Era muy molesto para nosotros. No echaba en cara nuestras incongruencias. Nos pedía perdonar, reconciliarnos, ser castos, respetar el honor y los bienes ajenos, vivir como hermanos, defender la verdad, desterrar los sentimientos negativos, poner a Dios por encima de nuestros negocios. Apelaba a nuestra conciencia, en lugar de seguir la opinión pública o las pasiones.
No podíamos tolerarlo. Sería capaz de derrumbar todo el mundo que habíamos construido. Parecía querer amargar nuestra felicidad a toda costa. Porque nos hemos convencido que sólo pecando se puede ser feliz. Y era preciso deshacernos de El. Taparle la boca para que no hable; desaparecerlo para que no nos siga cuestionando; ridiculizarlo, para que siga poniendo en crisis nuestros valores y tradiciones.
Nuestros pecados lo llevaron a la Cruz. El que no ama, es un asesino. Han pasado los años y los siglos; sabemos que es el Salvador que murió por nosotros, pero no nos tentamos el corazón para seguir pecando. Y con el pecado, volvemos a crucificar al Señor de la gloria. Somos los asesinos, Madre. Los homicidas que buscan refugio, y lo intentan junto a tí, la madre del ajusticiado.
Sabemos que tú nos recibes, pues eres nuestra Madre. Jesús te confió esa nueva misión en la Cruz. En realidad no estás sola, pues somos tus hijos y estamos contigo. No importa que seamos unos monstruos de maldad, tú nos aceptaste como tus hijos, y nos cuidarás como lo hiciste con Jesús. No nos odias, porque tu corazón se purificó en el crisol del dolor, y sólo sabe amar como tu jesús, y perdonar como El.
Por eso venimos a hundirnos en tu regazo. Somos nosotros los que nos hemos quedado solos. Somos nosotros los que sufrimos sin esperanza. Somos nosotros los que sentimos que nos queman las treinta monedas en las manos y estamos al borde de la desesperación. Somos nosotros los que nos sentimos perseguidos por el fantasma de tu Hijo y los remordimientos de nuestros pecados. Somos nosotros los que necesitamos consuelo y compañía, porque el mal nos hunde en el aislamiento y la más cruel soledad. Evitando ser heridos por la Palabra de Dios, nos expusimos a los misiles del pecado, y que denigrante esclavitud nos han impuesto.

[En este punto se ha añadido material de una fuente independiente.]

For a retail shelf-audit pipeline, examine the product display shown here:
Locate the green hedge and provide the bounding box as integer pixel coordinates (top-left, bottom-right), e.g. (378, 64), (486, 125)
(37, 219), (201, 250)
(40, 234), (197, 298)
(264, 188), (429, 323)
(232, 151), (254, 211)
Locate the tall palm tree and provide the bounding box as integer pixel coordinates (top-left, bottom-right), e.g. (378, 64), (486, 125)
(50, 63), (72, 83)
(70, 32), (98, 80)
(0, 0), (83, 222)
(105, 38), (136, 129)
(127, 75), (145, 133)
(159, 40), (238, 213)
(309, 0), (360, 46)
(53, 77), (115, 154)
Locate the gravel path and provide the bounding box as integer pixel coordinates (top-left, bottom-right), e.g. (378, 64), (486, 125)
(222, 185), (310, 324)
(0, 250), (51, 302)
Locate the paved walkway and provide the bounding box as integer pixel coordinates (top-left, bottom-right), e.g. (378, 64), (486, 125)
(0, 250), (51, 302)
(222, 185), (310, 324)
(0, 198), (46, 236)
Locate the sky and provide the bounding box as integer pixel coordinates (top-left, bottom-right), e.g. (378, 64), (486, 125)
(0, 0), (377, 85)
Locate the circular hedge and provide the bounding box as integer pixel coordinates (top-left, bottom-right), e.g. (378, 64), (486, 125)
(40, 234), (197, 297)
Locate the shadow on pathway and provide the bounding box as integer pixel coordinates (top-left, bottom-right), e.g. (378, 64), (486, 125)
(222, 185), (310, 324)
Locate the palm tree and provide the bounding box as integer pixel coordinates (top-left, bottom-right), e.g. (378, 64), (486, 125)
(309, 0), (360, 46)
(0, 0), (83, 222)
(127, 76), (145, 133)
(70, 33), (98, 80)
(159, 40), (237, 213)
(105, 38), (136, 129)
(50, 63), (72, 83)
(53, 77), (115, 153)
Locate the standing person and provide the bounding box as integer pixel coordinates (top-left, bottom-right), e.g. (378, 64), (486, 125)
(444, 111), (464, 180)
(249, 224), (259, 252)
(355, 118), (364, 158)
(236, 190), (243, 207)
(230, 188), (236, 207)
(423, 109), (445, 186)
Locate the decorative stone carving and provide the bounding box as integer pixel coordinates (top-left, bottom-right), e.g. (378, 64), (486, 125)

Madre: ten misericordia de estos asesinos. No nos entregues a la justicia, pues tu Hijo ha ofrecido la satisfacción suficiente por nosotros. No supliques castigo ni escarmiento para nosotros, sino conversión. Como tú, queremos seguir las huellas de tu Hijo. Y acompañarte en tu vivencia de la calle de la amargura y del calvario, para soportar nuestras pequeñas pero pesadas cruces.
Madre de amplio regazo que abarca a toda la humanidad, Virgen Santísima, Madre de Dios y madre nuestra, María. En este viernes santo estamos aquí para acompañante en tu dolor. Te damos el pésame por la muerte de tu Hijo. Y no queremos que sigas llorando por tus hijos perdidos, muertos sin ilusión ni esperanza.
Que no llores junto al accidentado por imprudencia; junto al muerto por sobredosis; junto al suicida que creyó escapar de sus problemas; junto a la muchacha fácil que se desligó de sus padres para hacerse juguete de cualquier tirano aprovechado; junto al sidoso que frustró su juventud; junto al apático que despedició sus capacidades; junto al hijo engendrado que nunca nació; junto al ratero que pasa en prisión sus mejores años; junto al que sufre porque le falta techo, escuela y amor. Son tus hijos nuevos, María.
Perdiste un Hijo muy bueno, adquiriste unos hijos que te causan preocupación. Pero los quieres como tu hijo único, como tu único apoyo; y los acompañas en su via dolorosa. Te has quedado sola, pero no queremos que te sigas quedando sola. Estamos contigo, María. Te acompañamos en tu pesar. Te acompañamos en tus cuidados. Cuenta con nosotros.